PHOTO BY ELISSA DEN HOED Past issues of Spoke found in the LRC. Where the paper got its name is unknown. Two possibilities are that it could refer to a spoke on a Conestoga wagon, or to the paper being the “voice of Conestoga students,” according to an old slogan. Likely, it’s both.

By ELISSA DEN HOED

Scanning Spoke’s back catalogue in the Library Resource Centre, one feels a sense of the history not only of the journalism-print program, but of Conestoga College itself. Every newsworthy item and incident at the college worth reporting has been captured somewhere in an issue of Spoke.
In the ’70s and early ’80s, this included (now humorously dated) stories about hippies vs. the mayor and an unreliable and unpopular public transit service implemented long before Grand River Transit known as “Dial-a-bus.”
The stories and the photos tell a lot, but what about the story of the paper itself: how it started, how it’s changed over 44 years, and what journalism success stories started out writing for this modest newspaper?
Retired journalist and magazine editor Andrew Jankowski, a professor at the college for over 30 years and co-ordinator of the journalism program for 14 years, knows a thing or two about the history of Spoke.
He knows it was born roughly a year after Conestoga College opened in 1967 and was originally published by the Doon Student Association, the equivalent of today’s Conestoga Students Inc.

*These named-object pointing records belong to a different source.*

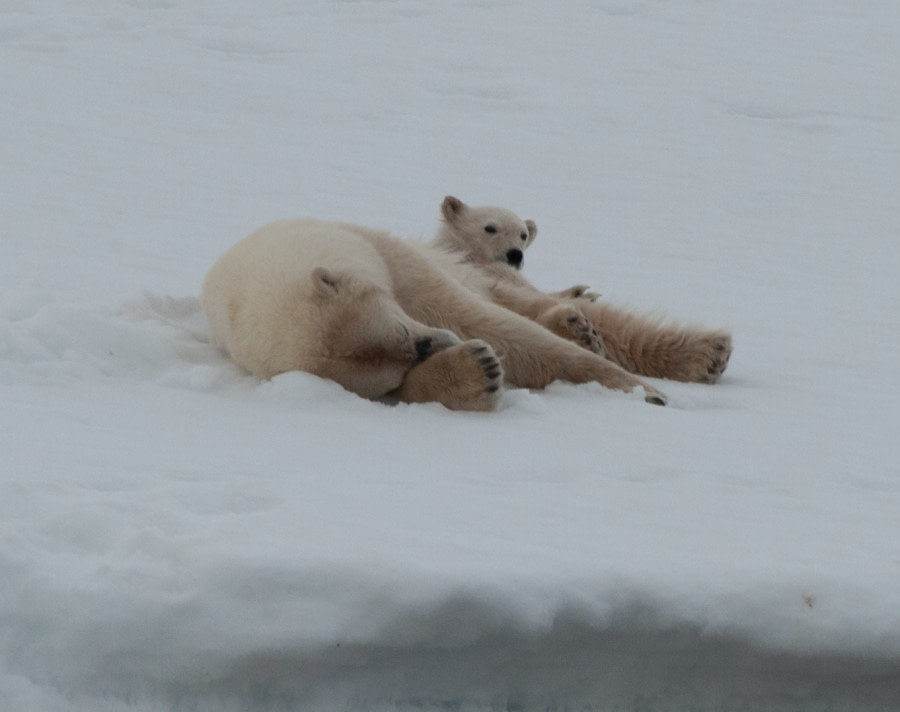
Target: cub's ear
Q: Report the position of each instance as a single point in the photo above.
(452, 207)
(532, 231)
(325, 283)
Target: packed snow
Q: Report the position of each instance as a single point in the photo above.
(177, 535)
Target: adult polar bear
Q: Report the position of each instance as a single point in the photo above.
(386, 318)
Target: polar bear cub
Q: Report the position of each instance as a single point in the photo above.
(642, 345)
(384, 318)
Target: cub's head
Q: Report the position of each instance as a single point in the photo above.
(485, 234)
(362, 338)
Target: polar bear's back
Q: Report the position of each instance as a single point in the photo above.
(257, 296)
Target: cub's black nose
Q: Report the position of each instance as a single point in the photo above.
(515, 257)
(423, 347)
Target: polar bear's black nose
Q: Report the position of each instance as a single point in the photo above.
(423, 347)
(515, 257)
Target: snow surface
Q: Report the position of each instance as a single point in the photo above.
(175, 535)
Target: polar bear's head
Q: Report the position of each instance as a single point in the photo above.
(363, 339)
(485, 234)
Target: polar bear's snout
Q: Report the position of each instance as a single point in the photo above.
(515, 257)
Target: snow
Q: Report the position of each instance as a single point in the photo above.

Back then, he said in a phone interview, Spoke was “what is known in the industry as a ‘sporadical,’” a paper that was “here today and gone tomorrow.” Writers were paid but were not necessarily journalism students. “It wasn’t a very good paper in the early years. There was very little in terms of news.” But, he added, the writers weren’t trained in journalism style.
When the journalism program took Spoke over, the writers were no longer paid because it was now a “vehicle for teaching.” As a result, quality of writing and reporting went up and use of the “f-word” went down.

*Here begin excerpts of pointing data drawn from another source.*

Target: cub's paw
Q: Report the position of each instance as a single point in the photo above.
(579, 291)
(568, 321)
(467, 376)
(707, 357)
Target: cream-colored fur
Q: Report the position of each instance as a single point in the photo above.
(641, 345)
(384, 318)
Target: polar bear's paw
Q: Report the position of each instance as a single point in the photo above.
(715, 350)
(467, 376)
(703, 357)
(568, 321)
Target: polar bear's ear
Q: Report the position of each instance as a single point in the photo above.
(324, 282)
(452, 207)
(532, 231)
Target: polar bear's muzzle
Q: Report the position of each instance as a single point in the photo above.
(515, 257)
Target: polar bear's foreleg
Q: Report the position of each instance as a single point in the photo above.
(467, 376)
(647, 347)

In his early days of teaching, Jankowski remembers his students writing their stories on typewriters, sending them off for typesetting, and pasting up page layouts manually – a process he described as “messy.”

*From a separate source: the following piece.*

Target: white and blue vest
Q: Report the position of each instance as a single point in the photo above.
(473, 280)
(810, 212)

But when the program began computerizing Spoke production in the ’80s, it was “ahead of the curve,” beating the Record for timely modernization. But the change “happened incrementally.” When Jankowski left 12 years ago, his students were still taking photos on film cameras, scanning the negatives by digital readers that saved them to a computer file.
One thing that has stayed constant is the stream of talented individuals who made their first mark on the industry through Spoke. The Spoke computer lab could easily have a “wall of fame” for its writers who have gone on to make a name for themselves in the newspaper world.
A recent graduate and Spoke writer, Charlotte Prong Parkhill, is now the editor of the Kitchener Post (as the editor of Spoke, she came into the Post with plenty of experience). Conestoga Student Life programmer Ryan Connell is also a Spoke alumnus. Waterloo Region Record city editor Harvey Taylor, page designer Brenda Hoerle and reporter Kevin Swayze (“the busiest guy at the Record,” according to Jankowski) are all former Spoke writers. Others have gone to the Hamilton Spectator and the Globe and Mail, and “probably the best student we ever had, Ken MacQueen, is now the Maclean’s magazine’s Vancouver bureau chief,” Jankowski said in an email. MacQueen has also written for the Ottawa Citizen and has reported from every province in Canada.
At least one Spoke story has even made national headlines. A Spoke reporter whom Jankowski describes as “adroit” (but whose name he could not recall) once wrote a piece on a local political scandal that was picked up by the Record, then by the Canadian Press, then by the Toronto Star, which ran the story on the front page.
Through the decades, Spoke has proven to be no sporadical. In 44 years it has become a vital part of the Conestoga College experience. What’s written in Spoke today is tomorrow’s archives, and the writers who bring the stories may be going on to something much, much bigger after graduation. Read Maclean’s lately?